LE STUDIUM / Marie Skłodowska-Curie Research Fellow
In residence at
Prof. Philippe Vendrix
Music in the collegiate church of our lady in Antwerp (C.1370 - C.1530): An European hub?
Until now, research on music in the Collegiate Church of Our Lady in Antwerp has mainly focused on the ‘Golden’ sixteenth century, but not on the fifteenth when its foundations were laid. The latter period has not been the subject of a comprehensive musicological study meeting today’s scholarly standards, yet it was precisely then when composers of international renown were employed at Antwerp’s main church. This immense building, then still unfinished but with the magnetism of a Gothic cathedral, was the city’s musical epicentre. Composers such as Ockeghem, Barbireau, and Obrecht flourished here. Close ties with the chapels of both the Burgundian-Habsburg court and the pope, its position of favour with the Habsburg monarchs, bustling commercial contacts throughout Europe, and donations to the church from wealthy citizens wanting to ensure their salvation made it of northern Europe’s most important capitals, famous among many things for music.
The primary intention of this study is to arrive at a better understanding of the mechanisms underlying this rich music scene, and to place them in their urban, socio-cultural, and European contexts.
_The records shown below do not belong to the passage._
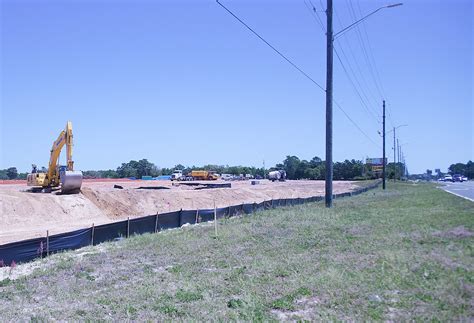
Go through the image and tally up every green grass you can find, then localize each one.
[0,183,474,321]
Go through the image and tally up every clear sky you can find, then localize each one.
[0,0,474,173]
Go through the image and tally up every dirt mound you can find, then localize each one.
[0,180,356,244]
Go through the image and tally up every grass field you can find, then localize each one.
[0,183,474,321]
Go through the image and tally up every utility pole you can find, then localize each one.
[397,138,402,181]
[393,127,397,182]
[325,0,334,208]
[382,100,385,189]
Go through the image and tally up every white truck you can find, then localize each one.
[268,170,286,182]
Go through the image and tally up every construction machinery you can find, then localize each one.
[188,170,219,181]
[27,121,82,194]
[268,170,286,182]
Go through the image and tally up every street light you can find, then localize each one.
[334,2,403,39]
[387,124,408,182]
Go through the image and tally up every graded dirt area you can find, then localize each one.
[0,180,357,244]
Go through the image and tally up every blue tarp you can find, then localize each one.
[0,181,380,266]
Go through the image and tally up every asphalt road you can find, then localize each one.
[440,181,474,202]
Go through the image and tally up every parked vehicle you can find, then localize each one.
[221,174,234,181]
[188,170,219,181]
[268,170,286,182]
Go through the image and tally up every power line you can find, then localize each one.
[357,2,386,99]
[334,47,379,123]
[334,100,380,148]
[335,11,380,115]
[304,0,379,123]
[303,0,326,33]
[216,0,380,147]
[304,0,380,148]
[346,0,384,98]
[216,0,326,92]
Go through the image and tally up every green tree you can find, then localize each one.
[283,156,300,179]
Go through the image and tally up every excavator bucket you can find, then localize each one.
[60,170,82,194]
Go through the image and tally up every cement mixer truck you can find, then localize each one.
[268,170,286,182]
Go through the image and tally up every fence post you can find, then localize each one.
[127,217,130,238]
[214,200,217,238]
[91,223,95,246]
[46,230,49,256]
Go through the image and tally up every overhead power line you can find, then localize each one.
[216,0,326,92]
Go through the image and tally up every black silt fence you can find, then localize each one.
[0,181,380,267]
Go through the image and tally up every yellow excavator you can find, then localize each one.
[27,121,82,194]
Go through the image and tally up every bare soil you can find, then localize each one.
[0,180,357,244]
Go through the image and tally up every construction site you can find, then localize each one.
[0,179,358,244]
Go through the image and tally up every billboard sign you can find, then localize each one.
[371,165,383,173]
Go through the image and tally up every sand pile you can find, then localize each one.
[0,181,356,244]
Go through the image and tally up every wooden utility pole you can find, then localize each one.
[393,127,397,182]
[382,100,386,189]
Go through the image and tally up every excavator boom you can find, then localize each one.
[27,121,82,194]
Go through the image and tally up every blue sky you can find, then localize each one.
[0,0,474,173]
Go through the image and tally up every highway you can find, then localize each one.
[440,181,474,202]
This contextualization, along with an interdisciplinary approach to the issue, will undoubtedly provide a new and better explanation for the blossoming of this extraordinary musical culture.
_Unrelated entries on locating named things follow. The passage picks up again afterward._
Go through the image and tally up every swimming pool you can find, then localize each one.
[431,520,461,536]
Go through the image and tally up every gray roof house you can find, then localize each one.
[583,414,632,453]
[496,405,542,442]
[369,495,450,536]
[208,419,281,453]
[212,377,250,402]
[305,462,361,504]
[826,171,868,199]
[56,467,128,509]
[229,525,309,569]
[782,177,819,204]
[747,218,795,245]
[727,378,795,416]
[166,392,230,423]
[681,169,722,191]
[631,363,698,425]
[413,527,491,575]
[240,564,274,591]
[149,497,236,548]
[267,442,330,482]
The existing studies on the subject mostly consider the period after c.1490 and do not take account of an essential part of the cathedral’s archives or of the historical context and modern scholarly methods. The project described here proposes new approaches (e.g. urban musicology; comparative and interdisciplinary research) that consider music to be an essential element of a vital liturgical and urban context. This research will improve our understanding of how the many Renaissance compositions heard at the Church of Our Lady were performed and heard, and permit better historical reconstructions of their acoustical and visual environments.